Once the soil collapses, farmers compensate with even more fertilizer.
It’s a vicious loop. And yes, GMO fertilizers (the high‑efficiency, fast‑release types) can accelerate this collapse because they dump nutrients faster than the soil can absorb, leaving behind salt buildup and chemical residues that make the land less productive over time.
On these tiny islands, that’s not just an agricultural problem, it’s an existential one.
Because the system gives them no choice.
Pests wipe out crops overnight
Labels are in foreign languages
Sellers act as “advisors”
Training is minimal
Demand spikes during Ramadan
Land is overworked
No national body tests residues
Farmers are trying to survive, consumers are trying to survive, but in reality the only thing thriving is the chemical industry.
1. Wash with running water
Removes dust + some residues.
2. Soak in baking soda (best method)
1 tsp baking soda in 1 litre water, 12–15 minutes.
3. Salt‑water soak for waxy fruits
Helps loosen wax coatings.
4. Peel when necessary, but don’t rely on peeling
Residues can be inside the flesh too.
5. Buy from trusted sources
Ask farmers/sellers about their practices and sources.

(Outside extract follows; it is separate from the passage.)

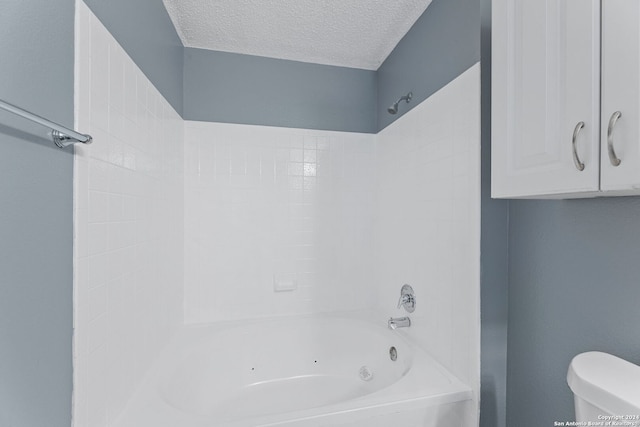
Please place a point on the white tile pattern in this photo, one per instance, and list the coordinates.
(428, 222)
(196, 222)
(266, 204)
(128, 227)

6. Don’t eat produce immediately
Some residues degrade over 24 hours.
We are a nation that:
imports most of its food
depends on a few islands for fresh produce
has no routine testing of local crops
is seeing rising non‑communicable diseases
is slowly poisoning its own soil
If we don’t fix this now, the consequences will be far‑reaching. We’re looking at dying farmlands, contaminated groundwater, crops that can only survive with increasing chemical inputs, and a population consuming residues it cannot see. And over time, this pattern of exposure raises the risk of serious health issues, including cancers linked globally to long‑term pesticide contact.
No amount of peeling will save us then.